(ThePoles.com) The first rigid, habitable sledge seen in Antarctica - is Brazilian, Julio Fiadi proudly reported from Patriot Hills this past Antarctica season.
Seems he has an American cousin, though! "Just a note; I see that Julio Fiadi will be using a 'live-in sledge' in Antarctica. This immediately caught my attention as I used a similar sled in my expeditions to Iceland's Vatnajokull ice cap in 2001-2004," writes Cameron M. Smith of Portland State University.
Lightweight Earth exploration travel in extreme environments lends hands from the Space industry and could in turn pave way for future travel on other planets.
As an example, Orca, the first Expedition 30 multi-hull rowing boat ever used for an Atlantic crossing was created by a former engineer of Burt Rutan's Scaled Composites (SpaceShip One) and two Max Epoxies designers.
In the next entry on our Mars mission we will cover the Hab and that's when lightweight constructions really will have to be examined.
Cameron reports, "My sled was designed by Icelander Halldor Kvaran and myself, and built by Halldor, who still owns it as far as I know (he's in Reykjavik)."
"The sled is also shown in the internationally-televised half-hour documentary, 'The Deadly Glacier' (Creative Touch Films, London).
Setup and take-down a 2-minute affair
So did it work? "The pulkahut turned out to be an excellent piece of expedition gear," Cameron reports, "making camp setup and take-down a 2-minute affair; this was its main advantage over a tent: ease of camping, which, of course, is one of the main areas of difficulty for manhauling expeditions."
"It also easily withstood the 70mph winds that swept the ice cap in the Winter months. It has some problems, though, such as the skis: while they worked well enough most of the time, they were not too effective in deep, loose snow."
2007-2009 winter on the North Coast of Alaska next
"I'm looking forward to seeing how Julio gets on with his 'capsule'!" Cameron writes.
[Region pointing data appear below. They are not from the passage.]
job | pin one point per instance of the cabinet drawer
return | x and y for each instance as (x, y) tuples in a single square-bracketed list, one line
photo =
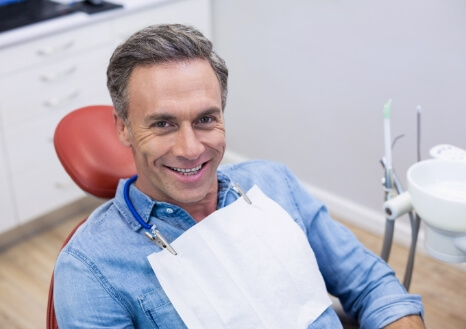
[(48, 49), (43, 189), (7, 218), (31, 143), (61, 72), (3, 159), (86, 83)]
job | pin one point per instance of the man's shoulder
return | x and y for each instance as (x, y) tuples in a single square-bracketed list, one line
[(253, 166), (256, 172)]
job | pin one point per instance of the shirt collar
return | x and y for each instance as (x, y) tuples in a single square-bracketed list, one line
[(147, 207)]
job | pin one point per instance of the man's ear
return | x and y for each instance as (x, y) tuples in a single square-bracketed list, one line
[(122, 130)]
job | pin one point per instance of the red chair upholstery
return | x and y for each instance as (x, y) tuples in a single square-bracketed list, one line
[(88, 147)]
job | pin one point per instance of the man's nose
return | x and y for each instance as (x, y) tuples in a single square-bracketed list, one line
[(187, 143)]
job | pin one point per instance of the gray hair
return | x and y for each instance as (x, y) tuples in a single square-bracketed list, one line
[(158, 44)]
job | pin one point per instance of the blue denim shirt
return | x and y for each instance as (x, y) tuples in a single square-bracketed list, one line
[(104, 280)]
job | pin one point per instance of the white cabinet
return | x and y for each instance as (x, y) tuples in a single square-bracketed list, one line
[(42, 80), (47, 79), (7, 216)]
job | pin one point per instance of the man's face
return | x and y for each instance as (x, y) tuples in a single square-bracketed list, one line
[(176, 131)]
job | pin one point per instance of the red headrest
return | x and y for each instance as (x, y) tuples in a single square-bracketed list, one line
[(88, 147)]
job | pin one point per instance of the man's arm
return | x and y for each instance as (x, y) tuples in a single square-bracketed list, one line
[(408, 322)]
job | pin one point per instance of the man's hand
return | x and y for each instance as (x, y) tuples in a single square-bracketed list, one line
[(408, 322)]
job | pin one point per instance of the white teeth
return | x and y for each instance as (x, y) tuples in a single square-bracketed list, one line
[(189, 171)]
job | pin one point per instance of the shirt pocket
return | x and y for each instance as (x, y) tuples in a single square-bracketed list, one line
[(160, 311)]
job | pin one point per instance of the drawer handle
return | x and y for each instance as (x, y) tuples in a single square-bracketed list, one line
[(51, 77), (56, 101), (48, 51)]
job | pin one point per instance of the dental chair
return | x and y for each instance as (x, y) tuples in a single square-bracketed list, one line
[(88, 147)]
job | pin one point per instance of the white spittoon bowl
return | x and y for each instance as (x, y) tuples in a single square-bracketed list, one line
[(438, 195)]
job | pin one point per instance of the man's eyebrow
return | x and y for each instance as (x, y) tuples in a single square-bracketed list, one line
[(159, 117), (170, 117), (210, 111)]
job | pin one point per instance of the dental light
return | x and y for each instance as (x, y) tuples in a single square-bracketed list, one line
[(436, 195)]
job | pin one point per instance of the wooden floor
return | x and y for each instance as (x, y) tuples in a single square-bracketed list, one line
[(25, 271)]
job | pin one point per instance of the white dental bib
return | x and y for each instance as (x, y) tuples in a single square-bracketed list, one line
[(244, 266)]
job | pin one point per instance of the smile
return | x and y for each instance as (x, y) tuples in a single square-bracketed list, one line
[(187, 171)]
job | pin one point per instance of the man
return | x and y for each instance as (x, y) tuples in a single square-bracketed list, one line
[(169, 92)]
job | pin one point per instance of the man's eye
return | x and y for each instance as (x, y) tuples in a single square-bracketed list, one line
[(161, 124), (205, 120)]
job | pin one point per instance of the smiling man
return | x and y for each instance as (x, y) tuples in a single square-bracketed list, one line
[(222, 258), (176, 131)]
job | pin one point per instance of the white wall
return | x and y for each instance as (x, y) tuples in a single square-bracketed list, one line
[(309, 78)]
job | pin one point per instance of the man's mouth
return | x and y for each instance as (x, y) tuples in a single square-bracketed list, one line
[(187, 171)]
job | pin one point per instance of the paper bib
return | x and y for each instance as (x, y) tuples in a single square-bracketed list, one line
[(244, 266)]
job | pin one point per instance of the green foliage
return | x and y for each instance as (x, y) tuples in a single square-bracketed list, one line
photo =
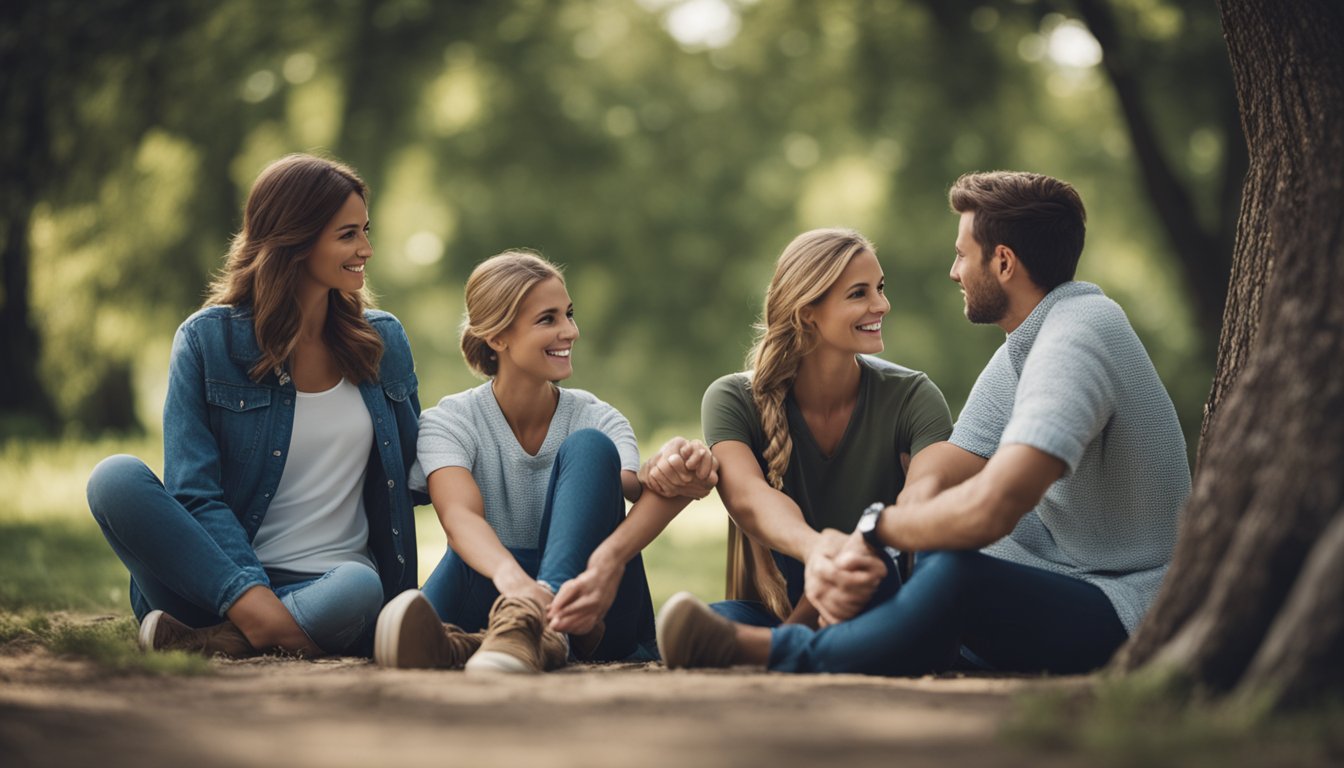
[(109, 642), (1155, 718), (665, 174)]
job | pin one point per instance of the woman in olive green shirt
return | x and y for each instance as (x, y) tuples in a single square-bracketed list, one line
[(815, 432)]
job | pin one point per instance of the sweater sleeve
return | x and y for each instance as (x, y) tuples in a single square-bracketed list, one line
[(1067, 390), (446, 439)]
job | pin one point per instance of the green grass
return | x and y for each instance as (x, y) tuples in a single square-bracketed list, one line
[(108, 640), (1155, 720)]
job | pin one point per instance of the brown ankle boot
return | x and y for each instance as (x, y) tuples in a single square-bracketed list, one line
[(514, 642), (585, 644), (555, 650), (411, 636), (161, 632)]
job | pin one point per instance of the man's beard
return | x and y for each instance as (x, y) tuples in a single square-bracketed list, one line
[(987, 303)]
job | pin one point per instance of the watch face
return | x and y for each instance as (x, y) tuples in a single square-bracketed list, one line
[(867, 522)]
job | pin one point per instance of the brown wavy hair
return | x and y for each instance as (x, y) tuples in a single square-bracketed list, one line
[(493, 292), (288, 207), (1040, 218)]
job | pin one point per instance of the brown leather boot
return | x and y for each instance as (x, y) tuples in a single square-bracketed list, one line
[(585, 644), (555, 650), (161, 632), (514, 642), (411, 636)]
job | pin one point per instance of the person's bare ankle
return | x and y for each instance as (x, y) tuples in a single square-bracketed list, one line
[(268, 624)]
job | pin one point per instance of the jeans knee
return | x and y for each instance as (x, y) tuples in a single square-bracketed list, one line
[(592, 447), (114, 483), (949, 565), (362, 589)]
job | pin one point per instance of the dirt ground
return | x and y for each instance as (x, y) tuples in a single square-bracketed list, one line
[(347, 712)]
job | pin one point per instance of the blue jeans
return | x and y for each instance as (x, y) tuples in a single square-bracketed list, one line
[(583, 505), (757, 615), (1011, 616), (178, 568)]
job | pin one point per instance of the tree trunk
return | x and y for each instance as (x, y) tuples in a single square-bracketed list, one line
[(24, 405), (1261, 538)]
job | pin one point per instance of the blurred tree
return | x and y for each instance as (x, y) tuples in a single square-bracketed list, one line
[(1254, 593), (665, 170), (1200, 236), (49, 51)]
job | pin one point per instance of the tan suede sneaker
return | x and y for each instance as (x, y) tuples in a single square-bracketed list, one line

As for his own plans, he says, "my 2007-2009 winter excursions on the North Coast of Alaska are coming along, scheduled for paragliding next winter, and sea-ice diving in 09. I've posted clips of the expedition at YouTube and am updating the expedition on several links (check links section below images.)
Cameron is also currently writing a book about his Iceland expeditions, and if we're lucky he'll even write a story about such sleds for us!
Because of their ease of setup and takedown, Cameron thinks live-in sleds will become the norm as materials costs decrease (e.g. kevlar). "The only drawback is that they're really only suitable for one person (except the giant Spanish sleds used in Antarctica some time ago; kite-powered). For the soloist, though, they're magic, in my experience."